Scribes – With the recording of medical information by scribes, a qualified individual (the scribe) generally listens to verbal information given by the privileged practitioner, decides which pieces of information are most pertinent, and then, contemporaneously with that patient encounter, records the information in the EMR, to assist the privileged practitioner in generating a complete record for medical and billing purposes.  Note that scribes are not transcribing verbatim information but, rather, are listening and recording information so that they can accurately fill in necessary EMR data points (e.g., diagnosis, medications, orders for diagnostic tests, requests for consultation, prescriptions to be given at discharge).  Therefore, after the scribe records the relevant information, it is expected that the privileged practitioner will review and authenticate the relevant note.  The Joint Commission requires scribes working in hospitals to have a certain level of training (to ensure they are familiar with the EMR, understand HIPAA, are familiar with medical and billing information, etc.).  But scribes are not required to be licensed or certified health care practitioners (though hospitals often establish such requirements for scribes and, in addition, establish specified procedures for vetting the qualifications of scribes prior to providing them authorization to provide scribe services in the hospital setting).
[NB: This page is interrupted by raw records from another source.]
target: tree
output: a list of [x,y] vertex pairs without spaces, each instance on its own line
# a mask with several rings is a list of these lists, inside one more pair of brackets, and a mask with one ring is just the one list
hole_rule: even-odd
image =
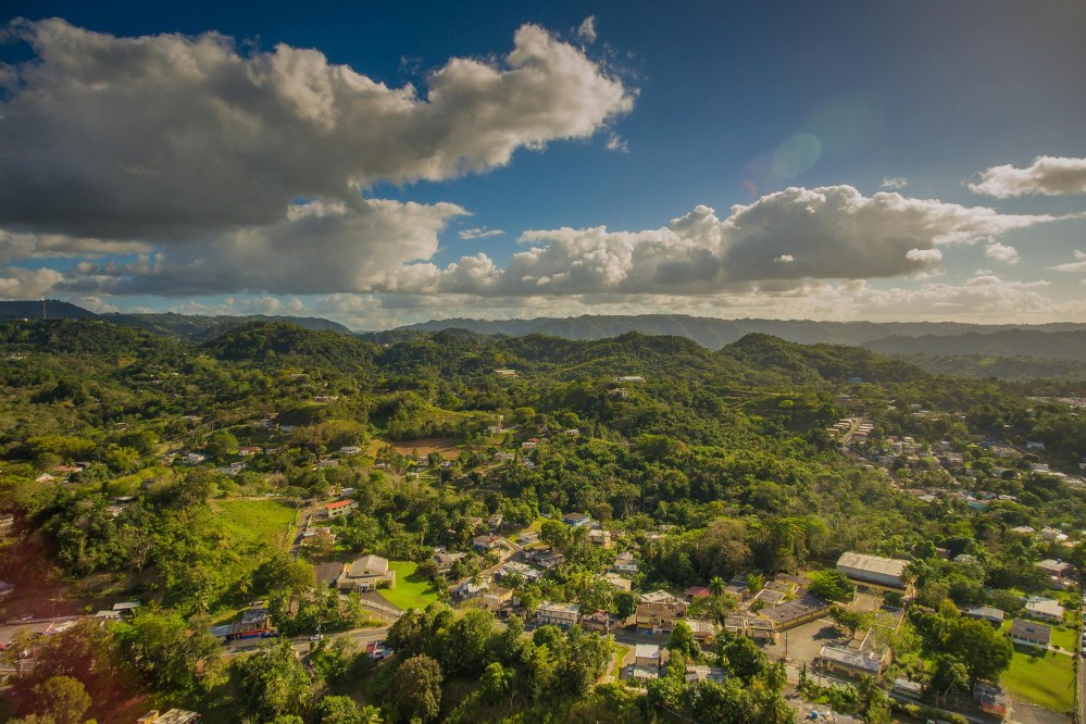
[[819,571],[811,574],[811,586],[808,588],[812,596],[826,601],[851,601],[856,595],[856,586],[840,571],[828,570]]
[[637,597],[628,590],[620,590],[611,602],[614,606],[614,615],[623,621],[637,612]]
[[851,638],[857,631],[867,625],[871,616],[863,611],[852,611],[844,606],[834,606],[829,609],[829,617],[834,620],[838,628],[846,632]]
[[34,687],[36,713],[55,724],[79,724],[90,709],[90,695],[83,682],[71,676],[53,676]]
[[426,654],[403,661],[392,674],[389,702],[402,721],[427,722],[441,710],[441,665]]
[[316,707],[321,724],[380,724],[375,707],[359,707],[350,697],[324,697]]
[[513,671],[495,661],[483,672],[479,679],[479,690],[488,701],[497,703],[510,689],[512,683]]
[[691,659],[698,658],[698,654],[701,653],[701,647],[694,638],[690,624],[685,621],[675,622],[675,626],[671,629],[671,638],[667,639],[667,650],[683,653]]
[[267,719],[301,714],[313,698],[309,674],[286,638],[263,644],[255,653],[235,659],[230,674],[246,710]]

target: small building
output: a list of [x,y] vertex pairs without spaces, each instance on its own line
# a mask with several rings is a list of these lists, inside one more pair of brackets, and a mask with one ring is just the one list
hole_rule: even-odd
[[591,523],[592,519],[588,513],[566,513],[562,516],[562,522],[574,528],[582,528]]
[[1063,578],[1074,570],[1074,566],[1071,565],[1070,563],[1066,563],[1064,561],[1057,561],[1051,558],[1046,559],[1040,563],[1038,563],[1037,567],[1056,578]]
[[848,676],[873,676],[877,681],[883,675],[885,658],[871,652],[823,646],[819,651],[817,664],[823,672]]
[[635,624],[638,634],[667,634],[676,621],[686,619],[686,603],[679,600],[639,603]]
[[1052,642],[1052,627],[1024,619],[1015,619],[1011,622],[1011,640],[1023,646],[1045,649]]
[[603,528],[594,528],[588,532],[588,542],[596,546],[597,548],[610,548],[611,547],[611,532],[604,530]]
[[996,626],[1003,625],[1003,616],[1006,615],[1002,611],[990,606],[974,606],[971,609],[965,609],[962,611],[962,615],[970,619],[979,619],[981,621],[987,621]]
[[709,589],[704,586],[690,586],[686,589],[686,592],[684,592],[683,596],[687,601],[694,603],[695,599],[709,598]]
[[475,536],[472,538],[472,548],[480,553],[491,551],[495,548],[501,547],[501,536],[488,535],[488,536]]
[[611,565],[611,570],[615,573],[637,573],[640,570],[640,566],[634,559],[634,554],[627,550],[615,557],[614,563]]
[[377,588],[396,587],[396,571],[388,567],[388,559],[379,556],[364,556],[350,566],[344,565],[344,572],[336,579],[336,588],[341,591],[365,591]]
[[576,603],[557,603],[544,601],[536,609],[536,621],[540,626],[558,626],[569,628],[575,626],[581,617],[581,607]]
[[337,500],[336,502],[328,503],[327,505],[324,507],[324,514],[326,517],[328,517],[328,520],[332,520],[334,517],[341,517],[344,515],[347,515],[358,507],[359,504],[353,500]]
[[759,611],[758,616],[773,624],[774,631],[788,631],[829,612],[829,603],[807,594],[800,598]]
[[200,721],[200,714],[195,711],[184,709],[170,709],[159,713],[158,709],[152,709],[136,720],[136,724],[192,724]]
[[909,592],[906,567],[909,561],[847,551],[837,559],[837,570],[859,586],[895,594]]
[[1011,713],[1011,700],[1003,687],[997,684],[978,682],[973,688],[973,700],[981,706],[981,711],[996,716],[1007,716]]
[[1051,598],[1031,596],[1026,599],[1026,615],[1044,619],[1053,623],[1063,623],[1063,607]]
[[615,588],[617,588],[619,590],[629,591],[633,590],[634,588],[634,582],[632,582],[629,578],[623,578],[622,576],[620,576],[617,573],[614,572],[604,573],[603,579],[607,581],[612,586],[614,586]]
[[660,647],[656,644],[637,644],[634,647],[634,678],[659,678],[660,658]]

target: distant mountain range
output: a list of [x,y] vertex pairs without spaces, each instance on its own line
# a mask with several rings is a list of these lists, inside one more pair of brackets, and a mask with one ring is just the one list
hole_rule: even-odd
[[58,299],[38,301],[0,301],[0,321],[4,320],[101,320],[126,327],[136,327],[157,335],[184,337],[192,341],[214,339],[225,332],[250,322],[289,322],[307,329],[330,329],[345,335],[351,330],[330,320],[316,316],[202,316],[196,314],[96,314]]
[[[575,316],[566,319],[539,317],[535,320],[440,320],[399,327],[395,332],[437,332],[440,329],[466,329],[485,335],[507,335],[523,337],[529,334],[550,335],[564,339],[603,339],[617,337],[627,332],[646,335],[674,335],[687,337],[702,347],[721,349],[744,336],[758,333],[781,337],[802,345],[833,344],[852,347],[866,347],[891,353],[931,352],[935,354],[977,352],[976,340],[970,342],[970,352],[936,352],[924,349],[928,339],[954,337],[972,334],[983,337],[1007,332],[1028,330],[1047,336],[1053,333],[1081,332],[1086,334],[1086,324],[1054,323],[1044,325],[979,325],[958,322],[813,322],[810,320],[717,320],[712,317],[687,316],[683,314],[644,314],[638,316]],[[895,340],[891,345],[888,339]],[[909,341],[923,340],[919,346],[909,347]],[[1016,339],[1011,337],[1011,339]],[[1014,345],[1007,342],[1002,354],[1033,354],[1041,357],[1037,348],[1022,338],[1021,351],[1010,351]],[[882,347],[876,346],[882,345]],[[889,347],[895,346],[895,349]],[[1061,347],[1062,348],[1062,347]]]

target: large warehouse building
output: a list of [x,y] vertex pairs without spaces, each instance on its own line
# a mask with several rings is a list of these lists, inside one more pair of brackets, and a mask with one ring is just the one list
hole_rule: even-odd
[[858,586],[903,595],[911,591],[911,586],[906,579],[906,566],[908,565],[909,561],[851,551],[841,553],[837,560],[837,570]]

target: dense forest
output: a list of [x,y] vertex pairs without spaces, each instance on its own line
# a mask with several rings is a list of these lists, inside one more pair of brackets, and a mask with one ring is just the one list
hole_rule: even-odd
[[[637,591],[690,586],[710,591],[699,615],[723,622],[736,606],[723,584],[744,576],[814,576],[834,599],[819,572],[860,551],[910,561],[916,599],[887,642],[894,673],[964,694],[1011,659],[1004,638],[974,656],[991,636],[958,610],[1021,610],[1050,587],[1037,561],[1086,563],[1086,422],[1061,401],[1086,385],[1069,380],[949,376],[765,334],[719,350],[637,332],[382,345],[282,322],[191,340],[99,320],[0,324],[0,376],[12,516],[0,579],[14,587],[0,617],[142,602],[0,651],[14,667],[0,717],[25,722],[171,706],[212,722],[786,722],[783,665],[748,638],[722,629],[701,647],[676,627],[669,673],[639,690],[608,675],[613,636],[525,624],[542,601],[629,616]],[[873,429],[842,445],[841,419]],[[292,554],[305,511],[339,498],[351,513]],[[560,522],[574,511],[613,547]],[[495,567],[472,541],[496,514],[507,536],[536,530],[564,560],[507,575],[521,608],[502,621],[453,590]],[[1026,527],[1062,538],[1015,533]],[[464,557],[446,575],[435,550]],[[620,552],[640,563],[634,592],[601,577]],[[396,653],[380,662],[334,637],[379,628],[373,610],[317,578],[369,553],[417,566],[411,581],[433,589],[388,627]],[[211,626],[253,600],[282,635],[224,649]],[[290,637],[308,636],[299,658]],[[685,679],[699,661],[724,679]],[[890,700],[866,682],[799,688],[888,721]],[[48,691],[86,703],[64,719],[41,704]]]

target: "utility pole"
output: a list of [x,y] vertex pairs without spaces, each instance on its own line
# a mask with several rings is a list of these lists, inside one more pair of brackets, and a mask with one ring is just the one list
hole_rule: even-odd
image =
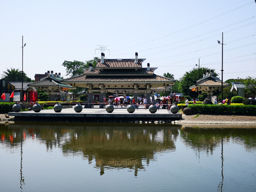
[[218,41],[218,43],[221,45],[221,99],[223,100],[223,32],[222,32],[222,42]]

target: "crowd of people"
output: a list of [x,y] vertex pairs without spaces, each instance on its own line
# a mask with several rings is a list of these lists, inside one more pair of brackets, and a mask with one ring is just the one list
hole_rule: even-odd
[[[174,104],[174,102],[178,102],[176,100],[175,97],[164,97],[163,100],[156,99],[152,100],[150,99],[150,105],[154,103],[158,110],[161,109],[167,109],[170,110],[171,105]],[[139,97],[137,101],[136,101],[135,98],[129,98],[129,96],[127,97],[110,97],[108,100],[108,104],[112,105],[115,107],[126,107],[129,105],[132,105],[135,107],[136,109],[139,109],[139,107],[142,107],[142,109],[146,110],[149,107],[148,101],[146,97]]]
Verbal Orders – Finally, we come to verbal orders.  Like scribes, those who take verbal orders are recording the information contemporaneously with when the physician or licensed practitioner is speaking.  However, unlike scribes, when a verbal order is being recorded, it is generally expected that the order will be recorded exactly as spoken (verbatim).  That is because the order is generally expected to be acted upon immediately and, in turn, it is essential that the order be correct when recorded.  It is for this same reason that there is usually a limited, defined subset of individuals who are authorized to take verbal orders (as outlined by hospital policy) and the process of taking a verbal order is subject to greater regulation (the read-back requirement and expedited authentication – usually 24-72 hours after the verbal order is given, depending on state law).  Hospitals have some discretion to determine who may accept verbal orders.  Many allow other physicians, PAs, NPs, and nurses to accept verbal orders related to any matter related to their patient’s care.  More limited practitioners (respiratory therapists, clinical pharmacists, etc.) are often limited to taking verbal orders within their specific medical area of practice.

As you can see, there really are a variety of ways that information is generated orally, but ultimately reduced to writing, in the hospital setting.  Hopefully, this brief explanation helps to make sense of why particular rules, regulations, and policies may treat different types of verbal information differently. Good luck!